I'm digging the idea of Sitebricks and plan to take it for a test drive this weekend.  Maybe it'll reinvigorate my energy for web frameworks that has been exhausted by plethora of offerings out there, most of which seem pretty darn similar despite all their claims for uniqueness.  Even if I love it, though, it's unlikely I'll see it much in the enterprise (where I tend to spend my daytime hours).  Also, it would have to be pretty amazing - and different - for me to get over my anger a them for developing yet another web framework.  My bookshelves are getting heavy (even my virtual bookshelves have a weight limit, measured more in the strain on my eyes and frontal lobe than mass).

Monday, September 21, 2009

Passive-Agressive Developer Personalities - which one are you?

If you don't follow Ted Zuiba's blog, I recommend you check it out.  I love his sardonic sense of humor.  He can be pretty brutal with this commentary.  But, really, that's what's great about it.  Also, he's got some pretty cogent advice.

As per usual, there's some interesting work afoot on the Agile Web Operations blog.  The latest is a great one on development team motivation.  Or rather, the supposition that development teams don't need motivation (they're already motivated when they come onboard, that's why they accepted the job offer).  We simply need to actively stop de-motivating them.  You might say this is just arguing semantics, but I think the difference in perspective is illuminating on many fronts.  At its heart is the notion of developer as thinking individual who takes an active interesting in learning new things and advancing their capabilities.  Developers who don't treat training as a 'let me just sit back and let the teacher wash this know-how over me' but rather 'this is a chance for me to learn - learning is the active verb here more so than teaching'.  I think you want to weed the passive 'teach-me' types out of the organization in favor of the 'let-me-get-in-there-and-learn' sort.
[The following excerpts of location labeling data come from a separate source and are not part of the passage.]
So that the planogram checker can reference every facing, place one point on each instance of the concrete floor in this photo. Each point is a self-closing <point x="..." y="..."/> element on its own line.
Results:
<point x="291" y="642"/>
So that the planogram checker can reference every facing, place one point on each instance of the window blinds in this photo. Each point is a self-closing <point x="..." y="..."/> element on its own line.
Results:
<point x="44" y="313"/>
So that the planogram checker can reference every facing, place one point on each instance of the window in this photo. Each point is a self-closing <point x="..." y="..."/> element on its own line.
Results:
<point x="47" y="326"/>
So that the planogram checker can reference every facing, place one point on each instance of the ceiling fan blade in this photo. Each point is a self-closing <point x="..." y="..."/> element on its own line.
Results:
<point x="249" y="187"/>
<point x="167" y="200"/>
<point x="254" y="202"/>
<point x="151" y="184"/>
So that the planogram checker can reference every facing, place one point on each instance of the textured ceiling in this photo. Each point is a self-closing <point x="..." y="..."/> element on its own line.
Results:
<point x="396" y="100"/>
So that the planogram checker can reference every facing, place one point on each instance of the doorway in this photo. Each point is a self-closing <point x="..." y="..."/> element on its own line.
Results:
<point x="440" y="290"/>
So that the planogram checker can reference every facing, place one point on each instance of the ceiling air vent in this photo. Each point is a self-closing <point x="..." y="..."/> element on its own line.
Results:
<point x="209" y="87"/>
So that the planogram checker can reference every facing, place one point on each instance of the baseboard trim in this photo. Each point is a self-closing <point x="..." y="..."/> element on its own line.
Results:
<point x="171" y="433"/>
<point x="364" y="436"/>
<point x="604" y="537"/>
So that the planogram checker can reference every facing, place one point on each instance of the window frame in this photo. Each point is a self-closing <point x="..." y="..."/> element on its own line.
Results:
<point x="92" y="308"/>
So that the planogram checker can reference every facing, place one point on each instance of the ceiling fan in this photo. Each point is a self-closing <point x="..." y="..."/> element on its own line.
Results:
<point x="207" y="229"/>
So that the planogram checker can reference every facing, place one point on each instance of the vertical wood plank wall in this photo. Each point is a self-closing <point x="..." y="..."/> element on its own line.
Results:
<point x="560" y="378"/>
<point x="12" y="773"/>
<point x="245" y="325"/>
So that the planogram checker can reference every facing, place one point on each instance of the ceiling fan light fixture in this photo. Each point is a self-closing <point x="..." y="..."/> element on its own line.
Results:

But that's just me.  If you disagree, perhaps we can start a developer exchange program.

Friday, September 4, 2009

The Spinning Continuous

Martin has posted another interesting musing on Feature Branching. It's particularly enlightening on its coverage of the thorny problems related to this practice with large scale concurrent (and sometimes conflicting) development - the Fear of the Big Merge - and how Continuous Integration can help.

Martin points out that the more recent Distributed Version Control Systems (DVCS) such as Git have largely solved the visibility and understanding of syntactical or textual differences when merging but they can't solve the semantic differences. And they aren't any help when refactorings have renamed, reshaped and morphed classes, methods, etc. The pain of the Big Merge make folks reluctant to do the refactoring necessary to keep the code clean and relatively free of technical debt.

Martin's answer: a variant on the old joke 'Doctor, it hurts when I do this.' 'So don't do that!'
If the Big Merge is painful, don't do the Big Merge. Do a continuous small merge and then when there are semantic uncertainties, communicate with the developer(s) working in that area. Use CI to do the small merges and use your voice and brain to do the communication part.

Simple, perhaps obvious advice - but the best kind usually is and it never hurts to hear it regularly.